Теперь понятно, почему я все свое имущество завещаю тебе?

Ах, ты хотела бы узнать, почему ни разу не напомнила тебе о себе, не позвала тебя в этот Дом ветеранов? Очень просто, деточка моя: не хочу, чтобы ты увидела меня в жалком состоянии и вдруг да побрезговала или испугалась... Старость и молодость так далеки друг от друга, увы!

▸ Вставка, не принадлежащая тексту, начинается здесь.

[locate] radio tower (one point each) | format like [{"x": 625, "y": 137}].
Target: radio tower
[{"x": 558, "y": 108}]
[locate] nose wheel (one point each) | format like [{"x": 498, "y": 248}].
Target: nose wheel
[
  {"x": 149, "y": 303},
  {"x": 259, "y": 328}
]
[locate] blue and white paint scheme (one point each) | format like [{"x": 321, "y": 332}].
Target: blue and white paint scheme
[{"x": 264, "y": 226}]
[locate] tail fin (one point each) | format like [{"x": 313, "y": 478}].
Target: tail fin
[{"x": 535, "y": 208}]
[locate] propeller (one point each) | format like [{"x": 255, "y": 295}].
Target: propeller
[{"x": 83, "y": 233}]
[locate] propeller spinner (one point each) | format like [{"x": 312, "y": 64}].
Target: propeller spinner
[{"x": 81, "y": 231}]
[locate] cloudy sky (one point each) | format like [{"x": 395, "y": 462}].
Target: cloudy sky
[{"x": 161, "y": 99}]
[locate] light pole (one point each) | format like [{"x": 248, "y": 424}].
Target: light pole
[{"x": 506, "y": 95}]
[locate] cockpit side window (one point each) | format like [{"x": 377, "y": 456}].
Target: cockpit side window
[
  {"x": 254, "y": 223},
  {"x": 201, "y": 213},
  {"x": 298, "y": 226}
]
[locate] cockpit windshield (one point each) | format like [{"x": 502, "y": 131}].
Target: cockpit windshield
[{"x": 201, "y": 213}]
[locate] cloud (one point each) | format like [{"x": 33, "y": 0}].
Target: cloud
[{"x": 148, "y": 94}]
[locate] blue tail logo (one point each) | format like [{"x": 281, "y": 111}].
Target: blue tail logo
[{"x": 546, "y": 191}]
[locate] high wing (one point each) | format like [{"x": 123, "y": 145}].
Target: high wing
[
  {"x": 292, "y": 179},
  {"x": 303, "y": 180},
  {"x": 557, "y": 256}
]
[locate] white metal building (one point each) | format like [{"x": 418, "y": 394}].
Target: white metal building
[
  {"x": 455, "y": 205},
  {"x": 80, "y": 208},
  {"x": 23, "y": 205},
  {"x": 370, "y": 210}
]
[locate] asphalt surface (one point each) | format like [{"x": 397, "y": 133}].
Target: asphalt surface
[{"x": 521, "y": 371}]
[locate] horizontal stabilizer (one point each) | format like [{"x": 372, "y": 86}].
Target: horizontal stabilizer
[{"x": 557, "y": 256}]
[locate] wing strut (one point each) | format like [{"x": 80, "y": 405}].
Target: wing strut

Но я надеюсь, что мое завещание пойдет тебе впрок. Заранее знаю, потомки Василия Васильевича не умеют, как и он сам, жить рассудочно, эгоистично и, стало быть, преуспевать, как говорится. Вряд ли, вряд ли... Да поможет тебе Бог! И всем твоим родным и близким людям".

На меня так и пахнуло теплом. Тамара Сергеевна Мордвинова-Табидзе взяла меня в полон. Я почувствовала себя обязанной ей, этой уже несуществующей даме старинного образца, за то хотя бы, что мир после прочтения её записок показался мне разумнее, устойчивее, волшебнее, чем до того.

И если бы не внезапный, ночной звонок Маринки, мне бы, вероятно, довелось ещё какое-то время пребывать в мечтательно-философском, расслабленном состоянии.

Маринка позвонила мне в час ночи, и от этого её звонка опять все зашаталось, заскрипело, заухало по-совиному.

- Тань! Ты только послушай, Тань! Мне только что позвонили. Голос не мужской, не женский, а какой-то средний. Сказал: "Не копай! Сиди, где сидишь! Бери, что дают!"

- И все? - задала я идиотский вопрос

- Все.

- Так вот попросту? Открыто?

- Я слово в слово запомнила.

- То есть грозит... грозят? Это же угроза!

Конечно, мои вопросы были до смешного нелепы. Конечно, я знала из тех же газет, телепередач, что нынешние бандюги всех рангов не стесняются в добывании средств и убивают почем зря...Но одно дело слышать обо всем таком со стороны и совсем другое - когда темнота-чернота подступает к тебе самой, когда угроза нависает над ближайшей подружкой.